Arions Maple Hollows Destiny is our daughter of Alvadars Double Destiny (buckskin) and out of our sorrel pinto mare MSR Majestys California Dreamin.









Lucky Four Blue Chip Electra is the smokey black grey mare that Maple Hollows Blue Chip Echo (above) is out of and not sure what color her parents are the studbook says blue roan sire and sorrel dam but cant be right since she has a lab tested perlino colt.






Knutson Apaches Preshush Belle is a palomino pinto mare by a sorrel pinto stallion and a palomino mare






Maple Hollows Golden Magic is a palomino by Arions Destinys Magic Trick (buckskin pinto) and out of Carrie A Snowflake (palomino)






We also have six 2011 foals that are dilutes or double dilutes.


----------



## eagles ring farm (Jul 5, 2011)

Maple Hollow Farm said:


> Maple Hollows Golden Magic is a palomino by Arions Destinys Magic Trick (buckskin pinto) and out of Carrie A Snowflake (palomino)
> 
> 
> 
> ...


Just Gorgeous


----------



## albahurst (Jul 5, 2011)

I can add a couple, too:






She is a smokey black in foal to my dilute stally so I could get a double dilute next year





Here is my dilute stally:


----------



## Maple Hollow Farm (Jul 5, 2011)

eagles ring farm said:


> Just Gorgeous



Thanks! I actually bought her dam, Carrie, from my parents bred back to MT for a hopeful repeat of her! I absolutely love this filly and she has been doing well for me showing her this year.
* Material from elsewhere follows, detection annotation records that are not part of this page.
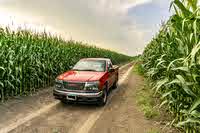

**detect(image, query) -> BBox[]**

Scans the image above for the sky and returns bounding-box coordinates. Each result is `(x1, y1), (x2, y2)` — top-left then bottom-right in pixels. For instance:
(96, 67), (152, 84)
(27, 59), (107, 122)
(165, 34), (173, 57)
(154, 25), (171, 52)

(0, 0), (170, 56)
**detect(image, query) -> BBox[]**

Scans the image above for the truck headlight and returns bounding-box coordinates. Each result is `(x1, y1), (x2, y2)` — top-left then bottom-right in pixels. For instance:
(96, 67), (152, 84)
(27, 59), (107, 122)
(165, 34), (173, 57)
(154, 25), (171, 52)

(84, 81), (99, 91)
(55, 79), (63, 89)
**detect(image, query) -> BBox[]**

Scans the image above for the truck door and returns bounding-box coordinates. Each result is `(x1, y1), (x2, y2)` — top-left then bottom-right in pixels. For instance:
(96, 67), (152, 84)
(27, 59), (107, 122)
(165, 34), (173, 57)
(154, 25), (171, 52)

(108, 61), (115, 88)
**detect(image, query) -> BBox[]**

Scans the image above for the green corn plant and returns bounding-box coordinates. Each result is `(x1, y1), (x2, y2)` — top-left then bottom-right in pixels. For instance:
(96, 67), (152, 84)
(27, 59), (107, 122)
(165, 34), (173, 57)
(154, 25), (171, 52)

(0, 27), (132, 101)
(142, 0), (200, 133)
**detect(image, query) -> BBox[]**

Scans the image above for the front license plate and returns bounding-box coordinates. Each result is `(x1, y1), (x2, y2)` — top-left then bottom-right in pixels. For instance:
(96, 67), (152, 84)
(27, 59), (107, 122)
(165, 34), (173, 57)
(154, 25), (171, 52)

(67, 95), (77, 101)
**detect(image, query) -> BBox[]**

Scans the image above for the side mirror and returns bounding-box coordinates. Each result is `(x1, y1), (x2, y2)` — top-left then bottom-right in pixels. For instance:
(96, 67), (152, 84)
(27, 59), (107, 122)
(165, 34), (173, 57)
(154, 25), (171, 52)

(108, 68), (115, 72)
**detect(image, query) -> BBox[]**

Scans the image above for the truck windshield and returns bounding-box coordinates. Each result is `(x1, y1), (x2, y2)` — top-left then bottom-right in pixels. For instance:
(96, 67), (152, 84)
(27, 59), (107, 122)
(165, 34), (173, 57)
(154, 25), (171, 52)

(73, 60), (106, 72)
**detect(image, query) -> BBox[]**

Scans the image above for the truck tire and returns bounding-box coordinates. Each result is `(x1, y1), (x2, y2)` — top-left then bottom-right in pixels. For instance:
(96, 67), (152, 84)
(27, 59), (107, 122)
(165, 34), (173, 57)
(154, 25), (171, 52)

(98, 85), (108, 106)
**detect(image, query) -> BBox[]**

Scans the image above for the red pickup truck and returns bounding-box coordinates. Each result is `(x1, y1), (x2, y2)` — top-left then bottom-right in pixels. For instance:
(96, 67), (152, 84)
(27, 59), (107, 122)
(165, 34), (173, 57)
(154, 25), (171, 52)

(53, 58), (119, 105)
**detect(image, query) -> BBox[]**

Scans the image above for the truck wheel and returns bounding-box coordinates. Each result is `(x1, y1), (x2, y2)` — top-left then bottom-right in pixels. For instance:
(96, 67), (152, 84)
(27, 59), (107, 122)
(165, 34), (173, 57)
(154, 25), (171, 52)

(98, 88), (108, 106)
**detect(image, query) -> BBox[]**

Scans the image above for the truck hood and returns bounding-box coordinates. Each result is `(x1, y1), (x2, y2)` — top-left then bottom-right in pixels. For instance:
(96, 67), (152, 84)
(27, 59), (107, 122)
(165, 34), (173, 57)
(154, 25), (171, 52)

(58, 71), (106, 82)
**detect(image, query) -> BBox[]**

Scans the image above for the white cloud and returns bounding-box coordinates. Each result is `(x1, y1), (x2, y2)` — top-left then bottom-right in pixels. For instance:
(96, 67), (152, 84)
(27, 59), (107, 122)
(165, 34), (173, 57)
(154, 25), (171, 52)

(0, 0), (166, 55)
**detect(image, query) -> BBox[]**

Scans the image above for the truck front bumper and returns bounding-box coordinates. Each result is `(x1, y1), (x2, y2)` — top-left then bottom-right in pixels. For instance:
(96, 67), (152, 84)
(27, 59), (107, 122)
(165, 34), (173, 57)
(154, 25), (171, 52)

(53, 89), (103, 102)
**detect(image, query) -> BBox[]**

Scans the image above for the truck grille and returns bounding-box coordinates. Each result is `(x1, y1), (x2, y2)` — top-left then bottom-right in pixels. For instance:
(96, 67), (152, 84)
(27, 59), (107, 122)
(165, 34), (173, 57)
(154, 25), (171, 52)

(63, 82), (85, 90)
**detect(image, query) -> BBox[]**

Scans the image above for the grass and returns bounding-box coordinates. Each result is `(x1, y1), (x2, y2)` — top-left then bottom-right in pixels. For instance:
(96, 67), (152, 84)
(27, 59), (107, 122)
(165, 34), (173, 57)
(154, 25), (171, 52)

Thanks again!


----------



## bannerminis (Jul 6, 2011)

I have Slaney who is a Dunalino (BMHS)

Pictured with her 2011 foal Buck who will be tested to see if he is a Perlino or Smokey Cream (also carries dun)







Buck






A not so great pic of his bum - to show his dorsal






And Daddy to Buck is my AMHA Stallion Banner


----------



## Genie (Jul 6, 2011)

Nixons Hill Baby Love and we called her a palomino pinto on her papers.

She colour tested nCr

Her dam is a smoky black pinto and her sire is a black pinto homozygous tobiano

She has the iciest blue eyes we have ever seen, with black eyeliner on one eye


----------



## MBhorses (Dec 17, 2011)

Hey anyone have new ones to share


----------



## Jill (Dec 17, 2011)

This isn't one of our breeding horses, but he is one of my favorite horses -- our gelding and BTU son, *Little Kings BT Bacardi Gold*. I love his color and everything else about this guy. The horses I shared earlier were stallions, mares and fillies, but this guy is every bit as important as our breeding / potential breeding "stock"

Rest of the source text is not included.